To further compare the stability of the products before and after Mn²⁺ doping, their PL emission spectra after storing in air for one year are tested. As shown in Figure 11c, the PL decrease in the CsPbBr₃ precursor and CsPb(Cl/Br)₃:Mn is not obvious, and high PLQYs of 86% and 93% are respectively maintained after one year. Figure 11d–g shows the optical images of them, and the luminescence color of the CsPbBr₃ precursor is changed from bright green (Figure 11d) to bright orange (Figure 11f) for CsPb(Cl/Br)₃:Mn, which almost maintain the same even after one year. The maintenance of the PLQYs and the color-tunable luminescence properties suggests the high stability of the products fabricated by using microwave heating.

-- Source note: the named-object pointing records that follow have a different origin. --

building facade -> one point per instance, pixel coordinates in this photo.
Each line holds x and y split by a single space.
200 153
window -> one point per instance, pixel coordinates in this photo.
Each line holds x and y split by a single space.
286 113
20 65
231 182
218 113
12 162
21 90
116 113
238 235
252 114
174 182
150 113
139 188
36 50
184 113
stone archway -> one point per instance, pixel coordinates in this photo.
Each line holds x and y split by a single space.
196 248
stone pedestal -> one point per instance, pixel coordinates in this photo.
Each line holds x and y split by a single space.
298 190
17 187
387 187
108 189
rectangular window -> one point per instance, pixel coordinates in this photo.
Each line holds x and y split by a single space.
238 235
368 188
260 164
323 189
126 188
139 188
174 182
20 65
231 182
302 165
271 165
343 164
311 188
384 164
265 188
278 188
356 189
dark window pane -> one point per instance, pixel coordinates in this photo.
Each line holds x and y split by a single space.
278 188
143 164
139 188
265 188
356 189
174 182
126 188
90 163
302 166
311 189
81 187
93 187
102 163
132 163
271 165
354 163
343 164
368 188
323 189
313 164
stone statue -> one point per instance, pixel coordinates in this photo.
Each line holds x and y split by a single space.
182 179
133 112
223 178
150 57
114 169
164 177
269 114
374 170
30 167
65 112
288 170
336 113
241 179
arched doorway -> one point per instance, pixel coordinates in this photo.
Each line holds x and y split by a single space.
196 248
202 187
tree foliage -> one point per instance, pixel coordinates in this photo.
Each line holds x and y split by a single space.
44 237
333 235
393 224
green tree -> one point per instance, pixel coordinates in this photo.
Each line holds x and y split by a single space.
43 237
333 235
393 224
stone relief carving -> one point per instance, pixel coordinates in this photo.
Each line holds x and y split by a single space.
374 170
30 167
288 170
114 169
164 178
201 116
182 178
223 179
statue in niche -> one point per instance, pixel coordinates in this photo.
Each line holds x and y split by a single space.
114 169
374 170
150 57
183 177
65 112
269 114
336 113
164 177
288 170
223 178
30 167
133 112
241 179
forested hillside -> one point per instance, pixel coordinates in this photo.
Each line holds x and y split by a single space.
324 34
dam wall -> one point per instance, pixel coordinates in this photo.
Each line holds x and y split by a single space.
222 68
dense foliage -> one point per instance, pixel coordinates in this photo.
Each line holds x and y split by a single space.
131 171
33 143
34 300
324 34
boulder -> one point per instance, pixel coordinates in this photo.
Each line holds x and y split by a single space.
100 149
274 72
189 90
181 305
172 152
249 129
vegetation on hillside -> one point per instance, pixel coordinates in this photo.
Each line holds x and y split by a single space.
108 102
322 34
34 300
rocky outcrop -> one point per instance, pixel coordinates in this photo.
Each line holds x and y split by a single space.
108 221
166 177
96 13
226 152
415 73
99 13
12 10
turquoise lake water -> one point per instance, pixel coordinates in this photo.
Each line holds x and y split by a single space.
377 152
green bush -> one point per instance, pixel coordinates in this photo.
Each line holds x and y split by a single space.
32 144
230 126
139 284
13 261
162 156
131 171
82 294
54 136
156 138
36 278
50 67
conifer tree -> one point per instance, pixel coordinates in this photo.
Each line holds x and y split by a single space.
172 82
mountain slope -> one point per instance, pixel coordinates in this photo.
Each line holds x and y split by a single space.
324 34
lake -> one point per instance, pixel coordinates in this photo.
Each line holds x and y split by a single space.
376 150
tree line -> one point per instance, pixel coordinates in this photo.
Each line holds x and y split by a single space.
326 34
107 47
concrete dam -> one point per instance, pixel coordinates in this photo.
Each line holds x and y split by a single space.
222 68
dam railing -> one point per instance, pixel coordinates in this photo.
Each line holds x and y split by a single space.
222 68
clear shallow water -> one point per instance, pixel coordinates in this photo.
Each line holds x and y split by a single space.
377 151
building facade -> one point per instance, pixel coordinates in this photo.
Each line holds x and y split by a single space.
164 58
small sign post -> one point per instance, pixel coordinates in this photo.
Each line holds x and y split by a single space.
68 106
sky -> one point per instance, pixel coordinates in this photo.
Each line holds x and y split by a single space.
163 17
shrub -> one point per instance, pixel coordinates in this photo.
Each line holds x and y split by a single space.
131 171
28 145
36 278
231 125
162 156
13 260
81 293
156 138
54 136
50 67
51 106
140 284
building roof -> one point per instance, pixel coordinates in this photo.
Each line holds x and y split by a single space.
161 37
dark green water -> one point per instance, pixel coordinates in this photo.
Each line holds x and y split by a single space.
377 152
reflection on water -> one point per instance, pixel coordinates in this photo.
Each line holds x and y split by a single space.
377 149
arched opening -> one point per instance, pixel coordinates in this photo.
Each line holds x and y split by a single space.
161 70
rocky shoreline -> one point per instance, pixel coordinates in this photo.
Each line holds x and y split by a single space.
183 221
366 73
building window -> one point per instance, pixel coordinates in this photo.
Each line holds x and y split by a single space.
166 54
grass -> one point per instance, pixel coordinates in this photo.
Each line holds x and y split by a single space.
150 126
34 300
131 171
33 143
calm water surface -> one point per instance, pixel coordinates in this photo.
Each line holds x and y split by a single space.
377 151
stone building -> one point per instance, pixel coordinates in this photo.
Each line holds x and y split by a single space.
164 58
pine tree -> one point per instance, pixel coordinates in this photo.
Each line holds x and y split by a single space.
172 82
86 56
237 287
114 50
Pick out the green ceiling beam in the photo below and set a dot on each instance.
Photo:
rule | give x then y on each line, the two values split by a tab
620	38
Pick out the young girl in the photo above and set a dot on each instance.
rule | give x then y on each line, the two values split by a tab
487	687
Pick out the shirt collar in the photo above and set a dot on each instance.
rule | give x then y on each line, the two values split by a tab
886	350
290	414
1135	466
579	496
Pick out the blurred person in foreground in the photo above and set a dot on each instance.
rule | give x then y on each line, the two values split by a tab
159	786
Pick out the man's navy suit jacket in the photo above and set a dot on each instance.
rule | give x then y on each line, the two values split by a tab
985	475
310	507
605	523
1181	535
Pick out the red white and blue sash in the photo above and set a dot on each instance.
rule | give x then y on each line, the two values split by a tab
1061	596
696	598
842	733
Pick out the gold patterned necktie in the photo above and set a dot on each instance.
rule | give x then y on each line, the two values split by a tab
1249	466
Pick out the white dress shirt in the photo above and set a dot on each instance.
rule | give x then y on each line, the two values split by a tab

On the basis of the above morphology and composition analysis (Figure 8 and Figure 10), there are two crystal phases of CsPbBr₃ and CsPb₂Br₅ contained in the CsPbBr₃ precursor, where the CsPbBr₃ NCs are dispersed on the surface of the CsPb₂Br₅ microcubic crystals with sizes of about 3.4 ± 0.4 μm. These well-separated CsPbBr₃ NCs are responsible for the strong 523 nm PL emission of the precursor (Figure 7 and Figure 12), while the CsPb₂Br₅ microcubic crystals can be taken as the substrates to embed CsPbBr₃ NCs to boost their stability. After the post-doping of Mn²⁺ ions, the CsPb₂Br₅ phase disappeared, and the redshifted diffraction peaks of CsPb(Cl/Br)₃:Mn appeared (Figure 4a, Figure 5a, and Figure 6a). In terms of the morphology and composition of CsPb(Cl/Br)₃:Mn (Figure 9, Figure 10, and Figure S12), there are also microcubic crystals with sizes of about 3.2 ± 0.3 μm and NCs. These microcubic crystals are very likely formed from the CsPb₂Br₅ phases after their ion exchange of Br⁻ by Cl⁻ and the doping of Mn²⁺ ions. Meanwhile, the CsPb(Cl/Br)₃:Mn NCs can also be produced from the CsPbBr₃ NCs and maintain their positions to be uniformly and tightly dispersed on the surface of the CsPb(Cl/Br)₃:Mn microcubic crystals (Figure 12). Furthermore, the surface organic capping ligands of the CsPbBr₃, CsPb₂Br₅, and CsPb(Cl/Br)₃:Mn are almost the same (Figure S15) [40,41]. Therefore, the physical and chemical adsorptions may be present for the interaction between the NCs and the microcubic crystals, which greatly enhance the stability of the system. It is worth noting that although the microsized perovskite crystals are formed from this microwave-assisted method, the NCs can be generated and embedded on the surface of the microcubic crystals, leading to the formation of excellent color-tunable luminescent perovskite materials with high stability.

4. Conclusions

The assembly of CsPbBr₃ NCs deposited on CsPb₂Br₅ microcubic crystals is initially prepared by a microwave method, where the feed mole ratio of CsCO₃/PbBr₂, temperature, and volume ratio of ODE/DGBE are investigated, and the sample with best luminescent performance is used as the precursor. The Mn²⁺ post-doping experiments are based on the precursor. The effects of reaction temperatures, times, Mn²⁺/Pb²⁺ feeding ratios, Mn²⁺ sources, and ODE/DGBE ratios are performed, and the optimum CsPb(Cl/Br)₃:Mn product is achieved. With the introduction of MnCl₂·4H₂O, the exciton fluorescence emission peak of the CsPbBr₃ precursor is blueshifted from 523 to 437 nm of CsPb(Cl/Br)₃:Mn due to the partial substitution of Br⁻ by Cl⁻, and a new Mn²⁺ characteristic emission peak at 597 nm is produced. For the CsPbBr₃ precursor, the high PLQY is generated from the well-separated CsPbBr₃ NCs on the CsPb₂Br₅ microcubic crystals, which also improve the stability of CsPbBr₃ NCs. After Mn²⁺-doping treatment, the microcubic crystal shape of CsPb₂Br₅ shape is kept to form CsPb(Cl/Br)₃:Mn microcrystals, whose surface is also well dispersed and embedded with CsPb(Cl/Br)₃:Mn NCs to gain high PLQY and stability.